Ok - now I'm forgetting? Did I have a point?... Oh, yeah, sex with Pacey. I think I'm gonna just do it.
We didn't do it. As we were making out on the couch, I remembered something. That Christmas (the one where I was suppose to get the bike) I barely got any presents (just socks and underwear and boring stuff) because they'd given me the bike earlier. I was really bummed out and my dad told me that sometimes good things are worth waiting for. Maybe sex is one of those things...
Of course that doesn't stop me from thinking about it. Will I be thinking about sex from now until I just have it? There are reasons why I'm leery (no pun intended!) of having sex. Bessie's situation has made me all too keenly aware of the repercussions of sex.
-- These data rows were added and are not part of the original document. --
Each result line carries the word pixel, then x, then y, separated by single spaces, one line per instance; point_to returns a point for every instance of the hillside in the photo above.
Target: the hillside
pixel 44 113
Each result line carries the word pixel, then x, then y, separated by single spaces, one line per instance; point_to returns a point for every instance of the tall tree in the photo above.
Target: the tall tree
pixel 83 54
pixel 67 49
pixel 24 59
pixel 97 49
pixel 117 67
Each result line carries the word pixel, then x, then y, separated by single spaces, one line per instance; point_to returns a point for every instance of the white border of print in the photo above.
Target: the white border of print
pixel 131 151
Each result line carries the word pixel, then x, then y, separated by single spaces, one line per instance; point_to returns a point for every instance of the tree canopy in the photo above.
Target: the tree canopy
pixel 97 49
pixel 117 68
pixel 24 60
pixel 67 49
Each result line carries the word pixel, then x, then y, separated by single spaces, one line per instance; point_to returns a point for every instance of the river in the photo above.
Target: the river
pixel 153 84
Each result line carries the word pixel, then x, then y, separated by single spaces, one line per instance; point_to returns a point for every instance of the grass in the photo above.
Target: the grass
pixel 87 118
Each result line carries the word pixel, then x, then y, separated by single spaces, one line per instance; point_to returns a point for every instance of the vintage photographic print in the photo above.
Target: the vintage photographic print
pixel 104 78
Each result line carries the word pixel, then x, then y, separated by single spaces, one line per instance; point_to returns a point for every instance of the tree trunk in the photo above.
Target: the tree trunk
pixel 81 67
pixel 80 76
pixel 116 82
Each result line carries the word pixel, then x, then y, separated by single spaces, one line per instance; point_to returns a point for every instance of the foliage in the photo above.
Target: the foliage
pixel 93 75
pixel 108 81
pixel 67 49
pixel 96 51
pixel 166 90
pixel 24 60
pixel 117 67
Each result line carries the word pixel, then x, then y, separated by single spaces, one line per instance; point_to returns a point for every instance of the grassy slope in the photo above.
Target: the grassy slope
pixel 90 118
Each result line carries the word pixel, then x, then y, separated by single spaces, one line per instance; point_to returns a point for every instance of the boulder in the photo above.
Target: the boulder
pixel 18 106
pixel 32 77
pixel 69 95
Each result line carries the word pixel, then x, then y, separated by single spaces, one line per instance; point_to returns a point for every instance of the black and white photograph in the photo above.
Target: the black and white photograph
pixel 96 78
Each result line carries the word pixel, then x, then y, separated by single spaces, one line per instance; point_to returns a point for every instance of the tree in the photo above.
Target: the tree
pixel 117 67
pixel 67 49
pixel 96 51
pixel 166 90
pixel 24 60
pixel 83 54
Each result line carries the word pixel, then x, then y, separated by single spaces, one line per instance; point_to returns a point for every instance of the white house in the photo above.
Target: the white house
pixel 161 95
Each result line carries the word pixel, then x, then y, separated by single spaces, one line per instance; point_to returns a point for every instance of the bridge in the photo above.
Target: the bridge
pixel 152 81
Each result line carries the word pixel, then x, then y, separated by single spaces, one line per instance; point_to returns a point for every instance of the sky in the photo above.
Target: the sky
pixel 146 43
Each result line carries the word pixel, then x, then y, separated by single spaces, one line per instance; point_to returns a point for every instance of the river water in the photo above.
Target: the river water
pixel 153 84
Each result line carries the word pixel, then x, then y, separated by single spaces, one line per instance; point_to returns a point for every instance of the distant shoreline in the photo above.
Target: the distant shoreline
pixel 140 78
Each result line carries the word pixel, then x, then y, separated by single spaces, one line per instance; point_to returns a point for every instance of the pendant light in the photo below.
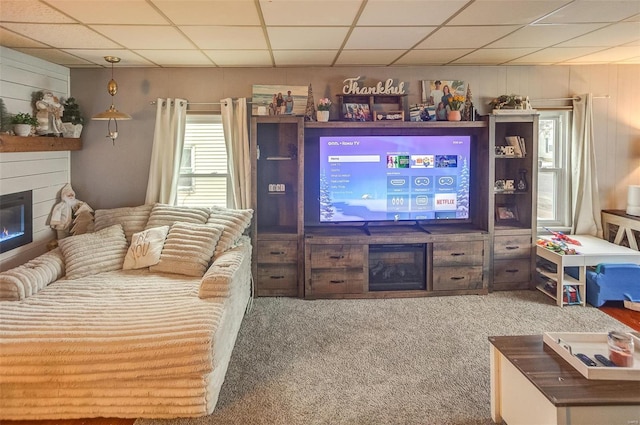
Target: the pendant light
pixel 112 114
It's hard because Pacey's use to relationships equaling sex. First there was Tamara (oh, god!) and then Andie. When I use to look at Pacey and Andie, I thought nothing would ever tear them apart. And when something did, it seemed all the more painful because they'd been so close and shared so much. Maybe a part of me is scared to
have someone know me that closely - it would make it all the more heartbreaking if it didn't work out.
Also, I have to admit that knowing Andie and Pacey had sex causes some additional anxiety. For all Pacey and I shared, they've shared something we haven't... I hate to be jealous of history but at the core, I am.
Ok - no mention of sex, condoms, birth control pills, Norplant, IUD, or anything in this journal entry...
Sad thing is I don't have anything else to write about. I guess I'm the one with a one-track mind.
Let's see - well we had to do the physical fitness test today. Jen and I are getting closer than ever - first she helped me deal with that ungodly hangover, then she gave me birth control/sex advice (whoops - I mentioned it), and now she held my legs while I did 53 sit-ups in a minute. But that arm hang - it's torture! Jen outlasted me but I did beat one person - Barbara Johns!
And Andie seriously needs to back off with this college stuff - I'm on the verge of anxiety attacks. I'm hard at work on my applications and I can't wait for college. I've been dreaming about getting out of Capeside forever...now I guess I'm just scared of it actually happening.
The only thing is...if Pacey and I are going our separate ways at the end of the year (will we????), maybe we should have sex now - we might not get another chance. On the other hand, if we're meant to be together, it will eventually happen, won't it? ...
AAAAAAHHHHHHHHH! No more debating about sex. What happened to the days when I debated about things like "E.T." and "Footloose?".